Opening with an exposition flashback and picking up where part one left off director James Wan delivers another afterlife visual treat. This sequel has its share of shrouded corpses, ghostly figures, an abandoned hospital and dilapidated houses to name a few.
Thankfully this is not some cheap cash-in. What's engaging is that the original cast return including the solid Patrick Wilson and Rose Byrne along with Elise Rainier and Barbara Hershey in their supporting roles. Worthy of note is The House of the Devil's (2009) Jocelin Donahue as Hershey's Lorraine younger self. To the casting directors credit the supporting actors who play the younger characters are successfully integrated. Of course for a bit of relief and grounding from Tucker (Angus Sampson)and Leigh Whannell's Specs who also return.
It's stylised make-up of the ghostly faces and cross layering between and afterlife, flashbacks, spiritual time paradoxes are finely executed. While it has its fair share of creepy moments, notably a scene involving a tin can make shift telephone it's debatably not as tension filled as the first instalment. That said, with a few twists and interesting exposition it keeps you on your toes from start to finish.

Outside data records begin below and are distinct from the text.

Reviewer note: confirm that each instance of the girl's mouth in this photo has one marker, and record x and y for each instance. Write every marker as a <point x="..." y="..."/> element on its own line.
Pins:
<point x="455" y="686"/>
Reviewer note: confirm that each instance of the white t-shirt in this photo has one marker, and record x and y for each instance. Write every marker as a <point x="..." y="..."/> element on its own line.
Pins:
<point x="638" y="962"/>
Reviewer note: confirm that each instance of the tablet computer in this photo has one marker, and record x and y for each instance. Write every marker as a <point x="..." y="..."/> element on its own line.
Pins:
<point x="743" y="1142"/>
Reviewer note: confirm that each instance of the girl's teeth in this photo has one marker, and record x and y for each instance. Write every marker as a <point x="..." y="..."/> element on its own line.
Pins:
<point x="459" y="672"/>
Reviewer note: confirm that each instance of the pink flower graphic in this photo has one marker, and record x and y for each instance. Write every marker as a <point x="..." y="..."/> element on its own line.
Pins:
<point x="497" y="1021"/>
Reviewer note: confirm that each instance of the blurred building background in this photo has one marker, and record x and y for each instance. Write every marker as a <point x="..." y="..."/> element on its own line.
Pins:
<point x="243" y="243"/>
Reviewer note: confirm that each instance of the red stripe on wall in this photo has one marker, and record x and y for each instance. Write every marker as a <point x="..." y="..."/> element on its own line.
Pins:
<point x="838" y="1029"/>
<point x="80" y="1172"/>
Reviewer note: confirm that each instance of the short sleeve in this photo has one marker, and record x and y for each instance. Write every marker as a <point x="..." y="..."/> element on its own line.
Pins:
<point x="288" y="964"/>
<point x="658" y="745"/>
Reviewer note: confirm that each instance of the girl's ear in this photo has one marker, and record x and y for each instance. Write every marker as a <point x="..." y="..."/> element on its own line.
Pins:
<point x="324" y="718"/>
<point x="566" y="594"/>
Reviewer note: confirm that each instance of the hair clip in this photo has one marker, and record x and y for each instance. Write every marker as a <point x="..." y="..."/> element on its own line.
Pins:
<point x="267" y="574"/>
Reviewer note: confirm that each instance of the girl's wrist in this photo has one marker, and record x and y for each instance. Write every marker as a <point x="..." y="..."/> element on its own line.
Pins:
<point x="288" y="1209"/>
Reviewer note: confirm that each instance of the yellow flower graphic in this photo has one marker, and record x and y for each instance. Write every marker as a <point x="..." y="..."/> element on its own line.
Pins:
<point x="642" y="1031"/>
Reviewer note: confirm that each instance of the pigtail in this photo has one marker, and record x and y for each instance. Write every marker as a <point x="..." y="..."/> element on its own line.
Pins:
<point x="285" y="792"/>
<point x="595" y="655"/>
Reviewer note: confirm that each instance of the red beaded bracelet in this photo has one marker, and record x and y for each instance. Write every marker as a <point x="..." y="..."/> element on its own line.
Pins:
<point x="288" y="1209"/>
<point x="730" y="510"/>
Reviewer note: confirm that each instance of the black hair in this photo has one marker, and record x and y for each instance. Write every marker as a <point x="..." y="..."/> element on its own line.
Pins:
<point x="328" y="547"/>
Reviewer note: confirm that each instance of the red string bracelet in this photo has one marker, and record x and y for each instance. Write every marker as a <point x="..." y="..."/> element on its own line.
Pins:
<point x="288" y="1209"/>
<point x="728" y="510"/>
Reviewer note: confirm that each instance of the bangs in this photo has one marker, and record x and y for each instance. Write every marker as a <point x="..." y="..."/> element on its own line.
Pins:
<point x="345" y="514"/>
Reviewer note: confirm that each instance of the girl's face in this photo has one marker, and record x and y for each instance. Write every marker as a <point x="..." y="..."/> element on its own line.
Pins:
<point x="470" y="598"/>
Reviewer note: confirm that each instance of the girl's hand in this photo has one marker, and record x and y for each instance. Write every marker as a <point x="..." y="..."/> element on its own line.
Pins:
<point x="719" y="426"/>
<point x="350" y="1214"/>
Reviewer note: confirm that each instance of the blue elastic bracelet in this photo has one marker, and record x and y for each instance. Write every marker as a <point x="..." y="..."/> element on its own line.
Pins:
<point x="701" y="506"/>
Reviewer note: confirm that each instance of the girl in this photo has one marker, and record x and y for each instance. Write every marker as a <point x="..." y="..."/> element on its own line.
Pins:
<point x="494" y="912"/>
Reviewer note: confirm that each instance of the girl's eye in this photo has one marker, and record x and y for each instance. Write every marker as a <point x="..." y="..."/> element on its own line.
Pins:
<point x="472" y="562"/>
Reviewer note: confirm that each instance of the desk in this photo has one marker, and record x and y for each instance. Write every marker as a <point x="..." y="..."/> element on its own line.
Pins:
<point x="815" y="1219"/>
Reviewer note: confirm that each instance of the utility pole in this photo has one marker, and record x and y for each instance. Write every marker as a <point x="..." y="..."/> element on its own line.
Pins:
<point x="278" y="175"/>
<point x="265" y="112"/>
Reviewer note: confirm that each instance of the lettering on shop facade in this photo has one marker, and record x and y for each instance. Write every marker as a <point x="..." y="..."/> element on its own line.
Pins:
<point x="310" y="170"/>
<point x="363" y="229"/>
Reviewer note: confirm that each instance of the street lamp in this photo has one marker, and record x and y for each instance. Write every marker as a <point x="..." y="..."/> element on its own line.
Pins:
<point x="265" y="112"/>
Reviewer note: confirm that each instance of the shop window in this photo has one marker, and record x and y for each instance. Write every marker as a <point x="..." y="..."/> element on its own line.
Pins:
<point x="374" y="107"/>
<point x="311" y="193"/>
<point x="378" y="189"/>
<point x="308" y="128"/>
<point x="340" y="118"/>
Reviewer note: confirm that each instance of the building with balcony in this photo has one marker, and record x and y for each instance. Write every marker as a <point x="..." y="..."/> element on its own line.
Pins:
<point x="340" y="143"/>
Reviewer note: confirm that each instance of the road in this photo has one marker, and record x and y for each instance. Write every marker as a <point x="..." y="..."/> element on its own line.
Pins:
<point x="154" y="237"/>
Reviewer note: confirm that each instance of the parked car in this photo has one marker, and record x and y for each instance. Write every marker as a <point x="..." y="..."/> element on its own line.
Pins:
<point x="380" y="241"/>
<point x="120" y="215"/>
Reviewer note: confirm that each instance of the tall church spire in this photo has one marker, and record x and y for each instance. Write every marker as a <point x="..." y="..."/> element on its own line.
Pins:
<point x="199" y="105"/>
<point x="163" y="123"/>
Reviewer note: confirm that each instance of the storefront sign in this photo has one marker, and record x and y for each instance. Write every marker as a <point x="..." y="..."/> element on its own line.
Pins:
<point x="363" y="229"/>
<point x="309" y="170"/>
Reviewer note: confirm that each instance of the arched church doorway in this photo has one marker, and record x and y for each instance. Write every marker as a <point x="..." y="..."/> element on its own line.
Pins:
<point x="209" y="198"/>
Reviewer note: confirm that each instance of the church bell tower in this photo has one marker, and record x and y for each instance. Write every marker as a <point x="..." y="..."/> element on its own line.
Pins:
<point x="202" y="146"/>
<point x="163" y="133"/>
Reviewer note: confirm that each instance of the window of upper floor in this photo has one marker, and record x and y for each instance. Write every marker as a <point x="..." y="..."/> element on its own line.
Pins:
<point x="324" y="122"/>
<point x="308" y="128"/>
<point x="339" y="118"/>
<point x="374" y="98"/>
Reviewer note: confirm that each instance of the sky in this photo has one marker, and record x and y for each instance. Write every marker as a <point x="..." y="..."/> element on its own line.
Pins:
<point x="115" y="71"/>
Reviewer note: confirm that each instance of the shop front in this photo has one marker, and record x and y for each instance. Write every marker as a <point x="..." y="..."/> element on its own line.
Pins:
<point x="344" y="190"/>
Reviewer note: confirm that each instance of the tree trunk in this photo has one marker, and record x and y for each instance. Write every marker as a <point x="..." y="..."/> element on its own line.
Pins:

What makes Chapter 2 shine is that writer Leigh Whannell expands the story building on his and Wan's original concept without changing it too much, it really is a satisfying sequel and incorporates even some of the original's scenes. Both cinematographer John R. Leonetti (Sleepy Hollow) and composer Joseph Bishara also return which again is in keeping with the first, retaining its atmosphere and look.
Granted it's packed with horror clichés but Wan's execution and style gives this an edge over similar types of horrors. Overall, while not reinventing the horror wheel, it's a satisfying follow-up.